Ne pas «rapper» son REER

Comme de nombreux travailleurs autonomes, Martine a établi son bureau à la maison. Elle peut inscrire à titre de dépenses d’entreprise la partie des frais de chauffage, d’électricité, d’assurances et d’entretien qui sert à faire fonctionner son bureau. Même chose pour les intérêts hypothécaires et les taxes foncières. Cette partie admissible est égale à la superficie qu’occupe le bureau dans la maison (au Québec, seule la moitié des frais encourus peut être inscrite). Puisque le fisc absorbe ces dépenses, on comprend l’avantage d’avoir un bureau à la maison.

Mais quel est le lien entre le bureau à domicile et la planification de la retraite? C’est que plusieurs travailleurs autonomes pourraient être tentés de «rapper» leur REER afin d’acheter une première maison. En effet, le Régime d’accession à la propriété (RAP) permet de retirer jusqu’à 20 000$ d’un REER, sans incidence fiscale, pour acheter ou construire une résidence. Une fois la maison acquise, on doit rembourser son REER à l’intérieur d’une période de 15 ans.

Si le RAP du REER comporte plusieurs avantages, il présente toutefois deux inconvénients majeurs: il fait perdre l’effet d’accumulation (le REER est entamé) et il peut obliger son détenteur à vendre des produits financiers à un moment inopportun, engendrant ainsi une perte non déductible.

Les travailleurs autonomes qui, comme Martine, comptent uniquement sur leur REER pour préparer leur retraite devraient y songer à deux fois avant de le «rapper». En effet, lorsqu’ils auront fini de rembourser leur dette dans une quinzaine d’années, ils auront sans doute encore une hypothèque à payer et leur REER sera au même point qu’au jour de l’emprunt. Leur objectif d’être financièrement autonomes à la retraite s’en trouvera affecté.

Transparence!

Les travailleurs autonomes peuvent être tentés de cacher au fisc une partie de leurs revenus. Ce faisant, ils se tirent dans le pied, et plutôt deux fois qu’une. D’une part, ils commettent une infraction à la Loi de l’impôt sur le revenu. Si le gouvernement les pince, ils regretteront amèrement leur audace. D’autre part, leur rente de retraite du RRQ risque d’être diminuée. En effet, le montant de cette rente est fonction des revenus inscrits à la Régie. Plus ceux-ci sont modestes, plus petites sont la rente de retraite du RRQ et la rente en cas d’invalidité.

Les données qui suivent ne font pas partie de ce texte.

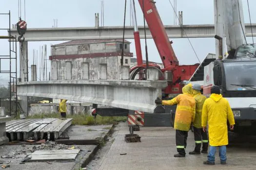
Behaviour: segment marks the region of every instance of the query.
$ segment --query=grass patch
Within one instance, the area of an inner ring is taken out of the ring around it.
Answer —
[[[28,119],[61,118],[60,113],[41,114],[29,116]],[[73,119],[72,124],[77,125],[107,125],[115,124],[118,121],[127,119],[126,117],[101,117],[97,115],[96,119],[92,116],[81,115],[67,115],[67,118]],[[105,129],[110,129],[111,127]]]

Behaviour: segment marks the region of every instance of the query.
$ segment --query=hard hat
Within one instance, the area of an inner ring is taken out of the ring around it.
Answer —
[[[201,90],[201,85],[198,84],[194,85],[192,86],[192,88],[195,90]]]

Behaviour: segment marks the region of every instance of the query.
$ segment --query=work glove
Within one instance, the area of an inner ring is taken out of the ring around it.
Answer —
[[[162,104],[162,100],[160,99],[159,98],[157,98],[157,100],[155,101],[155,102],[157,104]]]

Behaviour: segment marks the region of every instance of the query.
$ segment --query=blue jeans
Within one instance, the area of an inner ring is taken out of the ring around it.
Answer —
[[[210,162],[214,162],[215,161],[215,153],[216,152],[216,149],[217,146],[210,146],[210,152],[207,156],[208,161]],[[221,162],[225,162],[227,160],[226,156],[226,153],[227,152],[227,148],[226,146],[218,146],[218,155],[220,158]]]

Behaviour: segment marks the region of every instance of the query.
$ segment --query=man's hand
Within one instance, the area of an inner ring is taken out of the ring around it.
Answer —
[[[234,130],[234,124],[230,125],[229,126],[229,128],[230,128],[230,130],[233,131]]]
[[[155,102],[157,104],[162,104],[162,100],[159,98],[157,98],[157,100],[155,101]]]
[[[206,126],[203,127],[203,131],[204,132],[206,132]]]

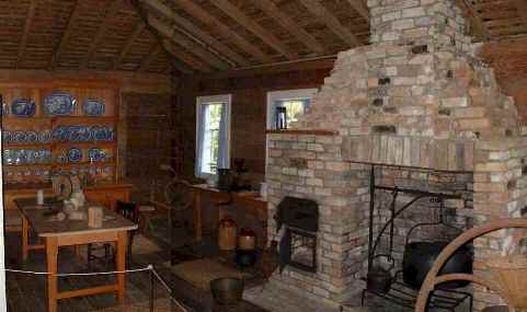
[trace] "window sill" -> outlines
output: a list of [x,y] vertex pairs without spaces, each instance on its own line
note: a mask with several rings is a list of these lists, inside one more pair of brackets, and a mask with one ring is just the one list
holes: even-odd
[[265,130],[267,135],[306,135],[306,136],[337,136],[337,130],[329,129],[284,129],[284,130]]

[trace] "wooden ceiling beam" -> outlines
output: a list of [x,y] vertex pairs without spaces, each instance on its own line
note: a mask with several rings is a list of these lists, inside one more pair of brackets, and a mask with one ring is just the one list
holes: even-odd
[[[350,0],[353,1],[353,0]],[[271,0],[255,0],[252,1],[261,11],[274,19],[282,27],[288,31],[290,34],[297,37],[297,39],[302,43],[306,47],[311,49],[317,54],[323,54],[324,47],[303,30],[298,23],[296,23],[291,18],[284,13],[276,4]]]
[[194,19],[199,20],[202,23],[206,24],[210,28],[215,28],[221,34],[221,36],[232,41],[243,51],[254,57],[256,60],[261,62],[272,61],[272,58],[268,55],[263,53],[254,44],[248,42],[245,38],[238,35],[234,31],[218,21],[215,16],[202,9],[198,4],[194,3],[194,0],[177,0],[176,3]]
[[526,0],[513,0],[514,5],[518,10],[518,15],[522,19],[522,22],[527,30],[527,1]]
[[95,36],[90,42],[90,46],[88,47],[88,51],[84,59],[80,63],[80,68],[84,69],[90,63],[91,59],[93,58],[93,55],[96,51],[96,48],[99,47],[99,44],[101,43],[101,41],[104,38],[104,35],[106,34],[110,21],[112,20],[112,18],[114,18],[118,13],[122,4],[123,4],[122,0],[114,0],[114,2],[106,10],[103,21],[99,26],[98,32],[95,33]]
[[16,55],[16,61],[14,62],[14,68],[19,68],[19,63],[24,58],[25,47],[27,46],[27,36],[30,35],[33,18],[35,16],[35,9],[36,0],[31,0],[30,9],[27,10],[27,16],[25,19],[24,31],[22,33],[22,39],[19,46],[19,54]]
[[320,0],[299,0],[311,14],[322,21],[333,33],[335,33],[344,43],[351,47],[363,45],[358,38],[350,32],[341,22],[324,8]]
[[291,51],[283,42],[280,42],[275,35],[270,31],[264,30],[256,22],[251,20],[245,13],[240,9],[229,2],[229,0],[209,0],[216,5],[221,12],[230,16],[237,23],[249,30],[251,33],[256,35],[262,42],[271,46],[276,51],[280,53],[288,59],[295,59],[298,55]]
[[202,30],[199,30],[199,27],[195,26],[188,20],[175,13],[172,9],[164,5],[159,0],[140,0],[140,2],[148,5],[149,8],[152,8],[158,13],[164,15],[167,19],[170,19],[177,26],[182,27],[190,36],[202,42],[203,45],[205,45],[208,49],[217,51],[217,54],[220,57],[224,57],[228,59],[230,62],[233,62],[234,66],[249,65],[249,60],[245,57],[237,54],[236,51],[230,49],[227,45],[217,41],[215,37],[210,36],[209,34],[203,32]]
[[54,70],[55,67],[57,66],[57,62],[60,59],[60,56],[62,55],[66,48],[66,45],[68,44],[71,32],[73,31],[73,25],[77,22],[81,12],[82,12],[81,5],[79,4],[78,1],[76,1],[73,4],[73,12],[70,14],[68,20],[68,25],[66,26],[66,30],[64,31],[62,36],[60,37],[60,43],[55,49],[55,54],[51,56],[51,60],[49,61],[48,70]]
[[[187,54],[186,51],[182,50],[179,47],[174,47],[174,44],[172,43],[171,39],[168,39],[168,38],[162,39],[162,45],[170,55],[174,56],[176,59],[190,66],[193,70],[204,71],[204,72],[213,71],[213,69],[208,65],[195,58],[193,55]],[[173,65],[177,68],[177,65],[175,62],[173,62]],[[177,69],[182,72],[188,73],[188,71],[181,70],[180,68]]]
[[131,34],[128,36],[128,38],[126,39],[126,43],[125,45],[123,46],[123,48],[121,49],[121,53],[119,55],[115,58],[114,60],[114,65],[113,65],[113,69],[117,69],[121,67],[121,62],[123,61],[123,59],[125,58],[125,56],[128,54],[128,51],[130,50],[131,48],[131,45],[134,44],[134,42],[137,39],[137,37],[142,33],[142,31],[145,30],[145,27],[147,26],[147,24],[145,24],[145,22],[142,20],[140,20],[136,26],[134,27],[134,31],[131,32]]
[[192,51],[194,55],[198,56],[204,62],[216,67],[218,69],[228,69],[230,66],[224,60],[219,59],[218,56],[210,53],[208,49],[197,44],[196,42],[190,39],[187,36],[176,32],[174,27],[168,25],[151,14],[147,16],[148,24],[158,31],[162,36],[172,39],[181,46],[186,47],[187,50]]
[[366,3],[363,0],[347,0],[350,5],[357,11],[357,13],[367,22],[369,22],[369,10]]
[[148,69],[150,63],[156,59],[156,57],[159,55],[160,51],[162,51],[163,48],[159,42],[156,43],[153,48],[150,50],[150,53],[147,55],[147,57],[141,61],[139,65],[139,68],[137,69],[138,71],[145,71]]

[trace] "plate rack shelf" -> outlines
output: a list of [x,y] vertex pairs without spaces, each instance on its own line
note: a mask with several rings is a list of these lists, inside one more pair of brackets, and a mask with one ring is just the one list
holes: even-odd
[[[46,97],[53,94],[68,94],[75,99],[76,103],[68,116],[46,115],[44,103]],[[48,131],[50,134],[49,140],[33,139],[22,142],[11,137],[8,139],[8,135],[2,136],[4,183],[21,185],[48,183],[50,176],[57,173],[78,174],[90,183],[116,183],[118,181],[119,90],[117,86],[104,83],[89,86],[68,85],[68,83],[49,85],[39,83],[35,86],[28,84],[0,85],[0,95],[2,99],[2,132],[20,131],[39,135]],[[104,103],[104,111],[100,116],[85,115],[83,104],[88,100]],[[15,116],[12,104],[16,101],[34,102],[35,114],[33,116]],[[72,137],[67,135],[61,139],[53,136],[59,127],[69,129],[76,126],[87,129],[113,129],[113,136],[104,139],[89,136],[89,138],[75,140],[70,140]],[[38,155],[38,151],[41,155]],[[31,153],[34,155],[32,159],[25,158]],[[44,153],[46,157],[43,157]],[[21,158],[20,154],[24,157]],[[7,160],[8,157],[10,161]]]

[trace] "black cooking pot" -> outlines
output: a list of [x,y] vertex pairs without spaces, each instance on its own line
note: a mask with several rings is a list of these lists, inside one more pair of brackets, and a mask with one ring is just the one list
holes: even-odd
[[391,288],[392,277],[389,269],[374,266],[366,277],[366,288],[374,292],[387,293]]
[[[404,247],[402,259],[403,280],[410,287],[420,289],[426,274],[434,265],[439,253],[448,242],[412,242]],[[459,247],[439,271],[439,275],[450,273],[472,274],[472,253],[469,246]],[[440,288],[458,288],[469,281],[456,280],[444,282]]]

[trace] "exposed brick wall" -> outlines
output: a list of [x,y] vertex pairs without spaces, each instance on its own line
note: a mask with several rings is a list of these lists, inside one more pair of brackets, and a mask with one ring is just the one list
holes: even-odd
[[135,184],[134,197],[162,194],[170,174],[159,169],[171,163],[172,96],[170,94],[124,93],[123,124],[126,128],[125,178]]
[[256,184],[264,180],[265,128],[267,92],[276,90],[318,88],[328,69],[282,72],[264,76],[196,81],[182,79],[175,105],[176,129],[183,138],[174,148],[183,154],[182,172],[194,175],[196,96],[232,94],[231,103],[231,160],[244,159],[249,177]]

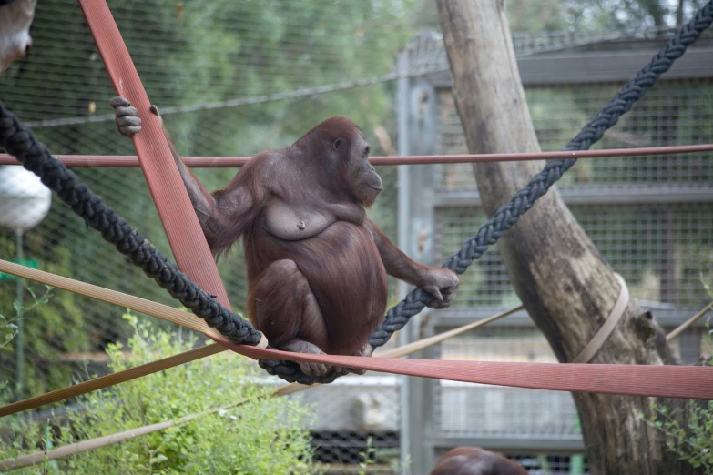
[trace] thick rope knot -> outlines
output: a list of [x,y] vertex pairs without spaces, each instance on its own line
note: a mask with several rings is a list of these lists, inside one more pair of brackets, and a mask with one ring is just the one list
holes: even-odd
[[[700,34],[713,23],[713,1],[708,2],[670,39],[637,76],[626,83],[609,103],[592,119],[563,150],[586,150],[598,141],[606,129],[616,124],[635,102],[639,100],[680,57]],[[193,313],[204,318],[235,343],[257,345],[260,332],[239,315],[215,301],[200,289],[165,256],[156,250],[136,229],[133,229],[111,207],[104,205],[97,196],[81,183],[75,174],[52,157],[44,144],[37,142],[32,133],[24,128],[17,118],[0,102],[0,140],[7,151],[15,156],[23,166],[40,177],[42,182],[57,193],[59,197],[85,220],[87,226],[102,233],[117,249],[141,268],[144,273],[168,290]],[[497,242],[562,175],[576,162],[575,158],[552,160],[530,182],[514,194],[494,216],[478,229],[478,232],[449,257],[443,267],[463,274],[474,260],[480,258],[488,248]],[[406,298],[389,309],[382,323],[372,335],[369,343],[373,348],[384,345],[394,331],[402,328],[414,315],[433,300],[428,292],[414,288]],[[261,359],[260,366],[269,374],[277,375],[289,382],[300,384],[330,383],[341,374],[333,371],[323,377],[311,377],[301,372],[300,365],[292,361]]]

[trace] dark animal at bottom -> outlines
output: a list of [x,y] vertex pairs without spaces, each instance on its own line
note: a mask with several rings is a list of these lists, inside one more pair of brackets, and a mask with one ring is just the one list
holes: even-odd
[[[140,131],[127,99],[110,104],[122,135]],[[213,254],[242,238],[248,311],[273,347],[371,355],[369,336],[386,310],[387,274],[433,294],[431,307],[448,307],[455,298],[453,271],[412,260],[366,217],[382,185],[351,120],[327,119],[290,147],[259,153],[213,193],[185,166],[165,127],[164,135]],[[342,371],[300,368],[315,376]]]
[[438,460],[431,475],[527,475],[527,470],[499,453],[456,447]]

En 2006, le montant maximal sur lequel on peut cotiser est de 42 100$. Pour les travailleurs autonomes, c’est la même somme, mais il s’agit du revenu net, soit le chiffre d’affaires moins les dépenses d’entreprise.

Évidemment, les travailleurs autonomes doivent payer une double cotisation au RRQ: celle de l’employé et celle de l’employeur, pour un maximum de 3 821,40$ en 2006. Notons que la moitié de cette somme est déductible d’impôt.